The perceived violation that the employee raises need not be an actual violation, but merely one that the employee "reasonably believes" is a violation. Expecting that the Department of Labor, which enforces these protections, will interpret phrases in the 2008 Act in the same way it interprets identical phrases in other federal whistleblower protections, an employee's reasonable belief that a violation has occurred will not be a significant hurdle for an employee to meet for his or her actions to be deemed protected under the 2008 Act.

Litigation An Aggrieved Whistleblower Can File

The 2008 Act provides that a person who believes he or she has suffered unlawful retaliation may file a complaint with the United States Secretary of Labor within 180 days of the alleged unlawful act. The Department of Labor will investigate the complaint, render a preliminary decision and, if either party objects to such decision, conduct a full hearing before an Administrative Law Judge. We assume that, as under Sarbanes-Oxley and other federal whistleblower laws, the Secretary of Labor will assign the preliminary investigation phase to the Occupational Safety and Health Administration.

The complaining individual may stop Department of Labor proceedings and take his or her claim to federal court at certain points during the process, such as 210 days after the filing of the complaint if the Secretary of Labor has not yet issued a final decision. While Sarbanes-Oxley's whistleblower provision is silent as to whether persons can proceed before a jury in federal court (and many courts have held they cannot), the 2008 Act expressly provides that the "action shall, at the request of either party to such action, be tried by the court with a jury." A prevailing complainant can obtain "all relief necessary to make the employee whole, including injunctive relief and compensatory damages," and such relief may entail reinstatement, back pay with interest and compensation for "special damages" such as litigation costs and attorney's fees.

Basic Steps Employers Should Take To Minimize Risk

Employers in the consumer products industry can expect to be faced with retaliation claims filed by current or former employees who believe, or at least assert they believe, they were discharged or otherwise retaliated against because of some protected act. If experience with Sarbanes-Oxley, the Atomic Energy Act and other whistleblower protections is any guide, the number of such lawsuits will be small at the outset but will increase rapidly. With the prospect of a jury deciding the claim and awarding damages, the stakes to employers in the consumer products industry will be substantially higher than the stakes faced by employers subject to other federal whistleblower protections. Accordingly, employers are encouraged to act now to minimize these risks. At a minimum, employers subject to the 2008 Act should:

  • Establish, disseminate and train all employees in carefully drafted procedures that allow employees to raise consumer product safety concerns to managers other than their direct and indirect supervisors. Such procedures should provide a variety of alternative mechanisms that employees can use to raise such concerns, including an anonymous "hot-line."
  • Establish, disseminate and train all employees in a policy that prohibits any person from retaliating in any way against any employee who has raised a safety concern.

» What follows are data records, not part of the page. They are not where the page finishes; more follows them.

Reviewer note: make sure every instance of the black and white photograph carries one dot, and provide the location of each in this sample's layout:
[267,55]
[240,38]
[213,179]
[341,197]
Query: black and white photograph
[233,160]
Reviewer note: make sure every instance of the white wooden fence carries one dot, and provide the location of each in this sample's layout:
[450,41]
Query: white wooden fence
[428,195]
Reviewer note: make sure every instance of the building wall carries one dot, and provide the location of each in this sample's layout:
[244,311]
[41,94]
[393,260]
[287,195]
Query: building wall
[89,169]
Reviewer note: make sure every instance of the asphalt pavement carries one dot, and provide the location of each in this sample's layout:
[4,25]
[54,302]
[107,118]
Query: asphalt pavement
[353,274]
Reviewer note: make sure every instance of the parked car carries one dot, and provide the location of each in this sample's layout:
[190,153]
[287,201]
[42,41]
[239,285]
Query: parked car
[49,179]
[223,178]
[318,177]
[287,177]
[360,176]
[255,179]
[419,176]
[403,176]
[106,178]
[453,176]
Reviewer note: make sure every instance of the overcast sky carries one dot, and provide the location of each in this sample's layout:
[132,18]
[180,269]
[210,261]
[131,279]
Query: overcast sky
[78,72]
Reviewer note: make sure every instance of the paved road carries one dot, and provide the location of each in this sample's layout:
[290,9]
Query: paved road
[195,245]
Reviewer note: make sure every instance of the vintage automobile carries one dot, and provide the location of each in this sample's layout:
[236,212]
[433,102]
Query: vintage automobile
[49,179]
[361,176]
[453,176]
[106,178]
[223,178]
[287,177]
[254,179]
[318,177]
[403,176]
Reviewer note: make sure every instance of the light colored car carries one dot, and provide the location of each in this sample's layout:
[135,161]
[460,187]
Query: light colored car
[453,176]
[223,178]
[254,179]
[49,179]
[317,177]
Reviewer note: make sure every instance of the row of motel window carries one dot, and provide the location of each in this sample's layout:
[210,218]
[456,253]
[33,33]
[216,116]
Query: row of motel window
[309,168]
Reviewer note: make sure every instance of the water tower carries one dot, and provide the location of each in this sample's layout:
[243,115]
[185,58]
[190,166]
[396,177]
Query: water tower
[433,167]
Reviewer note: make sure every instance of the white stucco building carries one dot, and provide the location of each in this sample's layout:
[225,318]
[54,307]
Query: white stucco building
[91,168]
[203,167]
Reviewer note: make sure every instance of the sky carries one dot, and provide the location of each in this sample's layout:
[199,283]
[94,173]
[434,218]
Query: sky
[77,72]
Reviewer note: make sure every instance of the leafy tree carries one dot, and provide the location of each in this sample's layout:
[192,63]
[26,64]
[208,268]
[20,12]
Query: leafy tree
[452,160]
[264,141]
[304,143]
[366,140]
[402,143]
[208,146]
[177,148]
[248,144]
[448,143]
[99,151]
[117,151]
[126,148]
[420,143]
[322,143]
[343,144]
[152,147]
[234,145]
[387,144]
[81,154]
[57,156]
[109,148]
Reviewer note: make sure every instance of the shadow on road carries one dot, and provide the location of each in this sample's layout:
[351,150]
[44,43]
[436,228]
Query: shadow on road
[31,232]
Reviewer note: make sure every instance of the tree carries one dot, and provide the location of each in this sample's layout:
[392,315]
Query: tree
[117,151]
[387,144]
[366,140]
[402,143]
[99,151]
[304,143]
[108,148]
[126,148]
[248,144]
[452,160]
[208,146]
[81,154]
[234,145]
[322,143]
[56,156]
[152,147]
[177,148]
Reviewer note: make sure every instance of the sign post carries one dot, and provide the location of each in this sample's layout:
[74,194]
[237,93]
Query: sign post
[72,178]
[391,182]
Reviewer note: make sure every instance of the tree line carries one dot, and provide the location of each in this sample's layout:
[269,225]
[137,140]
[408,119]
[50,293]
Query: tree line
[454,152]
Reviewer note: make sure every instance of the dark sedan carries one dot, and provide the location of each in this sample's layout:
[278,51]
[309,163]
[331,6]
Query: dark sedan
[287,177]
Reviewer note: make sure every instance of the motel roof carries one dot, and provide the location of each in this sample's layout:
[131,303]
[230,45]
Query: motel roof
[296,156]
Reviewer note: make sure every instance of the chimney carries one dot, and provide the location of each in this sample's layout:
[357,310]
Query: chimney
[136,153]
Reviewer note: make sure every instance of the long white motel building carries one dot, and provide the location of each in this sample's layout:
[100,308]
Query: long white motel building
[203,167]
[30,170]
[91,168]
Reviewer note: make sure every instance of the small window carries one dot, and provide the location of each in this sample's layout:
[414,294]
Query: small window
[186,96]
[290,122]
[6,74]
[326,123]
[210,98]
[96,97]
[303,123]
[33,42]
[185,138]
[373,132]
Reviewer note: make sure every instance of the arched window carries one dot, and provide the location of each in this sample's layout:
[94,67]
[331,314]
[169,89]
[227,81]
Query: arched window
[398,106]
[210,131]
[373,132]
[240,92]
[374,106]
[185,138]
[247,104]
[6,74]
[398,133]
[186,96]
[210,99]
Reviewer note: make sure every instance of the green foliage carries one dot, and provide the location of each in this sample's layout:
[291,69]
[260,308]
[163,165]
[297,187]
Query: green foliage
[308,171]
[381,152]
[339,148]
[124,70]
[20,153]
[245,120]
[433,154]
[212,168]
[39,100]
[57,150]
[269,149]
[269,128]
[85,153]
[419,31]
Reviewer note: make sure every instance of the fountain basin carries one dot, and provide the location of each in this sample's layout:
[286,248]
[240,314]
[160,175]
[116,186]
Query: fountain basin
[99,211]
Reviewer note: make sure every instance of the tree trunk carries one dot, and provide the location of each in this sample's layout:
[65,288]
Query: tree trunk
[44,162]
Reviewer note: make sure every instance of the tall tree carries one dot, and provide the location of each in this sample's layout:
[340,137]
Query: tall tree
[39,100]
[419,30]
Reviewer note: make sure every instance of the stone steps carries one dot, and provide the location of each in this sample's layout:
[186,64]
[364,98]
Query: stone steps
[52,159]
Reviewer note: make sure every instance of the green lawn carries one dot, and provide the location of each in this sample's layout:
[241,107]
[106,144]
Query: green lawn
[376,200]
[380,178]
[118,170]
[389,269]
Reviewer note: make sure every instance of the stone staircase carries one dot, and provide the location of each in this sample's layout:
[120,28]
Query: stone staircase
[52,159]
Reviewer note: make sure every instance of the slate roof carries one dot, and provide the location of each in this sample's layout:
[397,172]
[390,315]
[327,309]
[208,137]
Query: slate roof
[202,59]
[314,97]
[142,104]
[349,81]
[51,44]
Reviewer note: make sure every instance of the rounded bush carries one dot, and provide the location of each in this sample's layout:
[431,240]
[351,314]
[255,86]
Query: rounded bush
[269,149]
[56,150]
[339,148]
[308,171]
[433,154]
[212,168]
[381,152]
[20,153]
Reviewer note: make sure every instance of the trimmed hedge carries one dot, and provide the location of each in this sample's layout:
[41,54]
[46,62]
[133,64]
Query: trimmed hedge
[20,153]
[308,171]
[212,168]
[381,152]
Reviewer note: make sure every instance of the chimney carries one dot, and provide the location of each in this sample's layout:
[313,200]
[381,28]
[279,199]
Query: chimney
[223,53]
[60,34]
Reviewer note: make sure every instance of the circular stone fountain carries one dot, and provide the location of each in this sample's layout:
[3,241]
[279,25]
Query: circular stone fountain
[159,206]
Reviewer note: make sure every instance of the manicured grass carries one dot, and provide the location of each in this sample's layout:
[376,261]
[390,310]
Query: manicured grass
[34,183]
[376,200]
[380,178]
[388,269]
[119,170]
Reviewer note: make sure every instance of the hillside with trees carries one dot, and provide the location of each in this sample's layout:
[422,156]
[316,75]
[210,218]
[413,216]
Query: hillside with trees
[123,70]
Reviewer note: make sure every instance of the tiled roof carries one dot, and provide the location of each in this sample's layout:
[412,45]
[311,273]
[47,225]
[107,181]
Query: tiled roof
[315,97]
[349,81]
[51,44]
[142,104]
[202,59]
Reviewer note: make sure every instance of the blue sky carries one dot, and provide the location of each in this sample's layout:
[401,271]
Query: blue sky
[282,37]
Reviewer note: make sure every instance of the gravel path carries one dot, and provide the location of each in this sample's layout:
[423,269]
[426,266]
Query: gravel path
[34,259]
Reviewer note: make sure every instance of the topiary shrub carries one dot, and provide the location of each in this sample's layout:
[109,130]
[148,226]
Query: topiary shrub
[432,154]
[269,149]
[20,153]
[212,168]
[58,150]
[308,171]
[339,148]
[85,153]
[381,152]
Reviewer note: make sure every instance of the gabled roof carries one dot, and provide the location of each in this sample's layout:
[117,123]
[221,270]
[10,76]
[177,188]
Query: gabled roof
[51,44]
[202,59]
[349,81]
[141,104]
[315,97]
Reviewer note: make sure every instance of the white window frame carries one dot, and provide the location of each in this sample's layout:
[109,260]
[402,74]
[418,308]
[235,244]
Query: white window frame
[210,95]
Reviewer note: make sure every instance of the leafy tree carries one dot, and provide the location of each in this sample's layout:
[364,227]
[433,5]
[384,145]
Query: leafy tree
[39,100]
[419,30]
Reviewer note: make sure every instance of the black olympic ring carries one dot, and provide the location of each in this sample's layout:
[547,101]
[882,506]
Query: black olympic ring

Again, procedures should be implemented to provide a multitude of avenues through which employees can complain about perceived retaliation.
  • Establish procedures for investigating complaints, but allow flexibility in such procedures to adapt to the unique needs of any situation. Such procedures should differentiate between investigations of the original consumer product safety concerns and investigations of retaliation allegations – each addresses different issues and requires different safeguards.
  • Work with Human Resources to assure that adverse employment decisions relating to whistleblowers are not only non-retaliatory, but are also handled thoughtfully and properly so the employer can prevail should the whistleblower challenge the decision in future litigation.